「研究生公演があるからって・・・」
「なんで私達こんな目にあってるんですか? テレビ番組の収録ですか? だとしたら、性質が悪すぎます」
「お、大声ださないでよ、私達だって何がなにやら・・・ねぇ?」
一気にまくし立てる有馬優茄に浦野一美が両耳を塞いでたじろぐと、平嶋夏海のほうを向いて同意を求めた。
ふう、と息を吐き終えた優茄が、今度は瞳に涙を浮かべてその場にしゃがみ込むと、「もう、やだ」と呟いた。
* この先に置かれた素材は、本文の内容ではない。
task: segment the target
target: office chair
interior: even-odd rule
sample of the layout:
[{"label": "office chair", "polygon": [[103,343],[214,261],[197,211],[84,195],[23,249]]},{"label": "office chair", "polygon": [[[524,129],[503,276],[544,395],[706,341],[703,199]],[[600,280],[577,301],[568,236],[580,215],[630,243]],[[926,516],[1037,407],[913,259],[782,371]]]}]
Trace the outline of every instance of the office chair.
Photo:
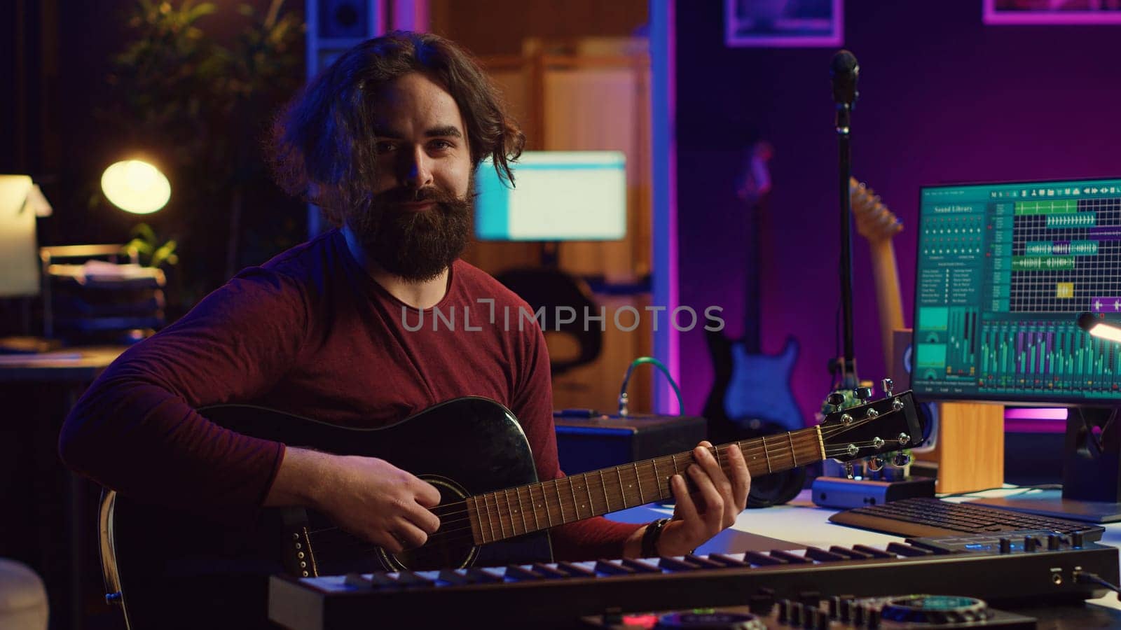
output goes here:
[{"label": "office chair", "polygon": [[[536,313],[545,308],[543,330],[546,337],[560,334],[576,342],[575,356],[555,355],[549,352],[553,376],[595,361],[603,348],[603,331],[599,322],[587,322],[584,314],[600,315],[600,307],[592,291],[582,279],[555,268],[526,267],[511,269],[495,276],[498,281],[518,294]],[[567,306],[575,311],[574,322],[557,324],[557,308]],[[586,330],[585,330],[586,328]]]}]

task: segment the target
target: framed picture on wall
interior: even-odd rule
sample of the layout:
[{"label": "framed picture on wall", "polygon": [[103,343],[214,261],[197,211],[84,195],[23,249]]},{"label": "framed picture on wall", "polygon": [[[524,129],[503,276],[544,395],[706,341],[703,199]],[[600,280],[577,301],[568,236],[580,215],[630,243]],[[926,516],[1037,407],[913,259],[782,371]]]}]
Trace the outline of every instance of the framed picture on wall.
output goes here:
[{"label": "framed picture on wall", "polygon": [[1121,0],[981,0],[984,24],[1121,24]]},{"label": "framed picture on wall", "polygon": [[843,0],[724,0],[728,46],[796,48],[842,44]]}]

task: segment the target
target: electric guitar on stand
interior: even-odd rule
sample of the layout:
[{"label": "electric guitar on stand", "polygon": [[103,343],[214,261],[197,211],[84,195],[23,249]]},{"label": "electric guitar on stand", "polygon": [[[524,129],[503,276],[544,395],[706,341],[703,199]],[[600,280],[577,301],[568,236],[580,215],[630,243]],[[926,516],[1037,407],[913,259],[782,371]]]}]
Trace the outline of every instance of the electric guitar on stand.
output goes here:
[{"label": "electric guitar on stand", "polygon": [[[714,379],[705,401],[704,417],[708,420],[708,437],[713,442],[757,437],[806,426],[790,390],[790,376],[798,360],[797,340],[787,337],[778,354],[762,353],[760,343],[760,219],[771,191],[768,161],[773,152],[767,142],[752,145],[736,183],[736,196],[748,207],[743,336],[730,340],[721,331],[707,331]],[[748,507],[761,508],[789,501],[802,490],[805,478],[805,469],[796,467],[753,479]]]},{"label": "electric guitar on stand", "polygon": [[[880,341],[883,345],[883,365],[891,368],[893,360],[892,336],[904,328],[904,300],[899,290],[899,266],[891,239],[902,231],[904,224],[883,205],[864,183],[849,180],[852,216],[856,232],[868,241],[871,251],[872,278],[876,281],[876,305],[880,314]],[[895,374],[896,378],[902,374]]]}]

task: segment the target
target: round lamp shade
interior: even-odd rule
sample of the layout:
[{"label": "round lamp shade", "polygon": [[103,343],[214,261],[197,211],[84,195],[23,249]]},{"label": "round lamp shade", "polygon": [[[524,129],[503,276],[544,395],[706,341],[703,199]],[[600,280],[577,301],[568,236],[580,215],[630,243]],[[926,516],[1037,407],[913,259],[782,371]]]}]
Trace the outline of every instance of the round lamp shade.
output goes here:
[{"label": "round lamp shade", "polygon": [[172,184],[155,166],[138,159],[119,161],[101,175],[101,191],[117,207],[148,214],[167,205]]}]

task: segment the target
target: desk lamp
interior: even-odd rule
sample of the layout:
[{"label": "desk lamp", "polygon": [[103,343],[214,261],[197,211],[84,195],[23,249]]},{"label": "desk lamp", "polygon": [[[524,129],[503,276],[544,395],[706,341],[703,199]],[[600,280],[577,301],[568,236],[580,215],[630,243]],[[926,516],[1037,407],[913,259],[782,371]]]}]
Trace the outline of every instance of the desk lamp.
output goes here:
[{"label": "desk lamp", "polygon": [[117,207],[151,214],[167,205],[172,185],[158,168],[139,159],[118,161],[101,175],[101,191]]}]

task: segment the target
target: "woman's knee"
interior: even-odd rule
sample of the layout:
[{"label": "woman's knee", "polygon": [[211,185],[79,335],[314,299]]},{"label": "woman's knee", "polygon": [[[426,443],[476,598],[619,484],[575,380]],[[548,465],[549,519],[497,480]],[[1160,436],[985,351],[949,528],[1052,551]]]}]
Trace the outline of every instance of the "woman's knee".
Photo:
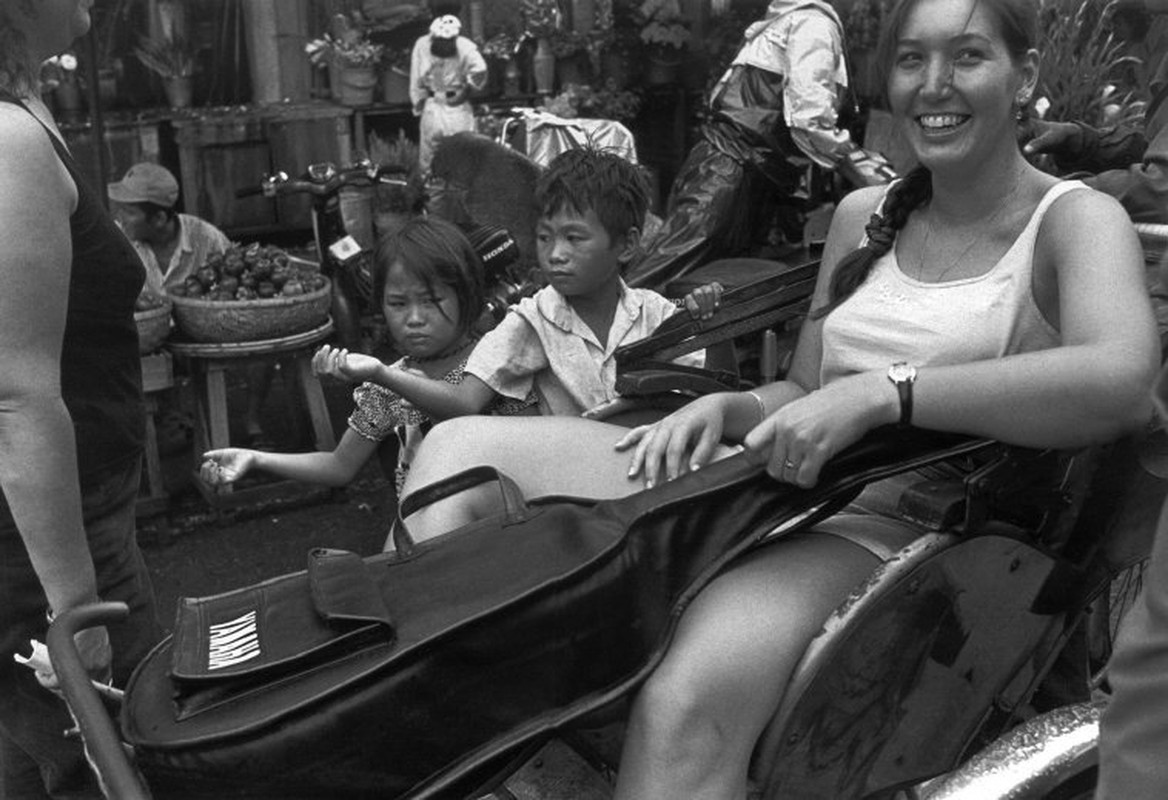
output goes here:
[{"label": "woman's knee", "polygon": [[729,721],[712,702],[719,691],[711,676],[659,668],[638,693],[631,723],[652,750],[679,763],[721,760]]}]

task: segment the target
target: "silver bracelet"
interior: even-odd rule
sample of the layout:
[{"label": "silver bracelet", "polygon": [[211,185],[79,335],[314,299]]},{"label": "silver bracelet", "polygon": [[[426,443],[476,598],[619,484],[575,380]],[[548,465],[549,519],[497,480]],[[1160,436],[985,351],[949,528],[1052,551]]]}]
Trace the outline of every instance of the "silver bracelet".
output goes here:
[{"label": "silver bracelet", "polygon": [[753,397],[755,402],[758,403],[758,422],[766,419],[766,403],[763,402],[762,395],[757,391],[748,391],[746,394]]}]

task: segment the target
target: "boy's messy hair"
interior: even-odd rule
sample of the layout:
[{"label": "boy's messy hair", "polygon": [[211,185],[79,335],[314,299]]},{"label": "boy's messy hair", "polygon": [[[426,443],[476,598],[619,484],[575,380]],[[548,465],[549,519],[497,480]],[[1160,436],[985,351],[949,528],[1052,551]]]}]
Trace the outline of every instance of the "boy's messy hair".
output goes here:
[{"label": "boy's messy hair", "polygon": [[535,188],[540,216],[563,210],[595,211],[616,242],[641,229],[649,209],[649,187],[641,169],[612,151],[575,147],[551,160]]},{"label": "boy's messy hair", "polygon": [[458,298],[458,329],[470,333],[474,328],[486,302],[482,262],[457,225],[439,217],[418,216],[382,236],[374,297],[384,298],[385,277],[398,262],[431,290],[437,284],[450,286]]}]

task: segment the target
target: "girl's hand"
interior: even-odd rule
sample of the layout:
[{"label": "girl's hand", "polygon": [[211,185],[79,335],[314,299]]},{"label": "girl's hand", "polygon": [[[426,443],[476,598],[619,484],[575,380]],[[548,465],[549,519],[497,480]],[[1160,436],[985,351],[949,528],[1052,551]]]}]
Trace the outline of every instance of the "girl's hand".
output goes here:
[{"label": "girl's hand", "polygon": [[694,319],[710,319],[722,305],[722,284],[717,281],[698,286],[686,295],[686,311]]},{"label": "girl's hand", "polygon": [[616,448],[633,447],[628,476],[642,474],[651,487],[708,464],[722,439],[725,397],[698,397],[665,419],[626,433]]},{"label": "girl's hand", "polygon": [[743,444],[766,462],[772,478],[808,488],[819,481],[828,459],[898,416],[892,384],[878,373],[864,373],[791,401],[748,433]]},{"label": "girl's hand", "polygon": [[256,451],[224,447],[203,453],[199,476],[209,486],[225,486],[246,475],[256,466]]},{"label": "girl's hand", "polygon": [[312,356],[314,375],[329,375],[341,381],[371,381],[381,367],[381,361],[371,355],[349,353],[342,347],[329,345],[321,345]]}]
「多分、番組収録かなにかだよ。だって殺し合いなんかあるわけないじゃん」
平嶋が慰めるように石田晴香の肩を叩いた。叩かれた本人は、慰めになってなかったようで、俯いたまま動こうとしなかった。
その隣で鈴木菜絵が足でなにやら地面に文字を書いていた。仲川遙香が不思議そうにそれを見つめている。
「ズッキー、なにやってんの?」
その疑問に最初に口を開いたのは、多田愛佳だった。菜絵の目の前にしゃがみ込むと、その書かれた文字を読み上げた。
「こ・・・ろ・・・す・・・?」読み上げたあと、顔を上げた。見上げた果てにあったのは、菜絵の笑顔。愛佳は一瞬表情が凍りつき、動くことができなかった。
「殺すって・・・」
一美が苦笑いで口を開くと、菜絵が笑いながら愛佳の頭を撫でるように叩いた。
「『ころすけ』って書こうとしてただけじゃないですか。やだなぁ、もう」そう言ってから、右足で最後に「け」と乱暴に書いた。
一美と平嶋がお互いの目を見合わせると、何かを確認するように口を開いた。
「3人は、殺し合いのこと知ってるの?」
視線を一美の方へチラっと向けた優茄が、立ち上がってゆっくりと喋りだした。
「箱の中に押し込められたときに聞きました・・・・でも、そのときはパニックで意味が判らなくて・・・」
「本当に殺しあうんですかね?」
「そんなわけないじゃん! 冗談止めてよ!」
菜絵が明るい口調で言うと、優茄が怒鳴りつけた。へらへらと笑う菜絵を柏木由紀は先ほどからずっと睨みつけていた。
「これがどんな意図で始まったのか判らないけどさ、殺し合いなんて本当にさせるわけないじゃん――――もし、もし本当でも、人を簡単に殺せる人なんていないよ。だって、仲間なんだよ・・・」
早乙女美樹は、先ほど菜絵が文字を書いていた辺りの地面を見つめてからそう呟いた。
「そ、そうだよ!メンバー同士で殺し合いなんて出来るわけ―――」先程から俯いていた渡辺麻友が、顔を上げて言った。その声は僅かに震えていて、言ったあと再び俯いてしまった。
「あの~、武器ってこれですよね?」
いつの間にテントの中に入ってたのか、菜絵がサブマシンガン(H&K54)を片手に構えて嬉しそうに撃つ真似をする。
「危ないから止めて!」それを止めようとする平嶋に、銃口をわざと向けて笑ってから「冗談ですよ」と言った。
悪戯をする子供を相手にしたように、平嶋が「ふう・・・」とため息をつく。
「さて、それが本物かどうかはともかく、これから私達はどうしたらいいか考えよう」
一美のこの一言で、皆が一斉に黙って考えた。未だにへらへら笑う菜絵と、それをジッと見つめている柏木を除いて。
「あいつは癌だ・・・」
誰かがそう呟いたのを仲谷明香は聞き逃さなかった。言った本人を見る。
明香はこれから始まるであろう事態に不安と恐怖を感じはじめていた。